Ninguém é perfeito

Manhã quente, noite mal dormida, nervos á flor da pele.

Plantada no ponto de ônibus há quarenta minutos.

Atrasada para a consulta há vinte.

Entre um bocejo e uma olhada para o relógio de um bar, avistei o ônibus se aproximando.

Estiquei o cotovelo e o dedo indicador e fui devidamente ignorada.

O ônibus passou direto, lotado, e o motorista apenas gesticulou com os dedos: "tá cheio".

Até parece que os meus pneuzinhos fariam diferença ali dentro.
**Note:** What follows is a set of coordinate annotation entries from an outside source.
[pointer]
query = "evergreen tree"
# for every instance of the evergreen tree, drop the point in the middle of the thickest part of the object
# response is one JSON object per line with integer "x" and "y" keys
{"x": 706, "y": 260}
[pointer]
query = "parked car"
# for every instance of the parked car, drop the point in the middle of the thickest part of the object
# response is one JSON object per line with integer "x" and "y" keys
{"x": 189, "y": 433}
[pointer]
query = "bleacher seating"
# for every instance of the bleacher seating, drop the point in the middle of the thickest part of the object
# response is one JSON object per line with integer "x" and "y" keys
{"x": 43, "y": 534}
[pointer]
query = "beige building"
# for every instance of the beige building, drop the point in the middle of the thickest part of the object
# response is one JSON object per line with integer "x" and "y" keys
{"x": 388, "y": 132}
Até parece que se eu fosse uma mulher gostosona de umbigo para fora, ele passaria direto.

Desgraçado, não sabe que estou atrasada?

Xinguei, berrei, lancei uma pedra, me atirei no meio da rua.
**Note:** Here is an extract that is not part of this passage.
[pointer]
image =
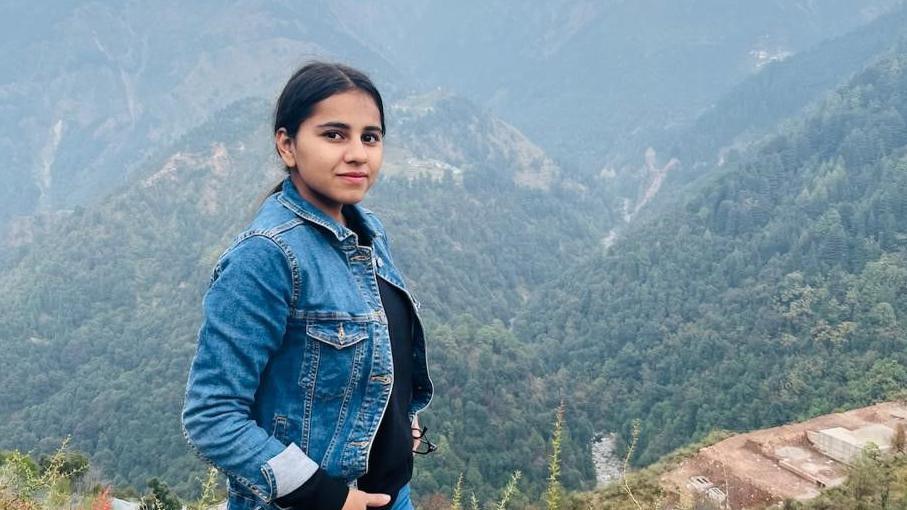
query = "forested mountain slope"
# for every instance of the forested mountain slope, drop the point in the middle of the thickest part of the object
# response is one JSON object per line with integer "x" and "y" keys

Tudo isso por pensamento, é claro.

Na realidade, me limitei a dizer bem baixinho “Filho da Putaaa”

A senhora do meu lado também havia sido ignorada.

E ela era velhinha, coitada!

Tinha que ter entrado no ônibus e ainda tinha que ter um lugar para sentar.

Povinho sem educação...

Completava-se uma hora de espera no ponto.

Até que outro ônibus aproximou-se.

Não menos lotado, porém mais educado; parou.

Entrei. Quer dizer, mais ou menos. Fiquei parada na escada, espremida contra o pára-brisa.

Agora, nem uma mosca caberia ali dentro.

Mas o motorista irritantemente educado continuava parando o ônibus em cada ponto.

Quando se está do lado de dentro, é fácil gritar:

Porra, piloto! Tá lotado, passa direto.

E eu estava no lado de dentro. E adoraria ver a cara estressada das pessoas ignoradas pelas ruas.

Doce vingança.

O ônibus estava lotado, ué.

E eu estava atrasada. Precisava mesmo que o motorista fosse ligeiro.

Gravatas, chupetas e umbigos foram então ficando para trás.

Delícia.

Depois o ônibus começou a se esvaziar.

Minhas pernas cansadas e sortudas logo encontraram um assento para descansar.

Agora eu estava ótima.

Janela aberta, bolsa no colo, respiração tranqüila.

Até que subiu no ônibus uma senhora.

Por que as senhoras têm que pegar ônibus de manhã? Pq?

Por que não vão dar comida aos pombos?

Tinha que ter ficado na calçada esperando um ônibus menos cheio, pô.

Olhei discretamente ao redor, não havia mais lugar livre no veículo.

"Não pára do meu lado, não pára do meu lado, não pára do meu lado" – ela parou.

Puta merda.

A senhora agora estava parada ao lado do meu banco, mal se agüentava e olhava para mim com olhos de quem diz: levante-se.

Pensei nas pernas de varizes dela.

Pensei nas minhas avós.

Pensei em mim mesma daqui a cinqüenta anos.

Pensei em quantos ônibus já não a teriam ignorado.

Pensei no quão egoísta estava sendo.

Pensei que dessa forma o mundo não muda.

Pensei na história dos pequenos gestos, grandes mudanças.

Pensei na minha educação. No meu pai e na minha mãe.

Pensei prá caralho e a senhora não desistiu.

Enfim. Não tive escolha.

Reclinei a cabeça, fechei os olhos e fingi que estava dormindo.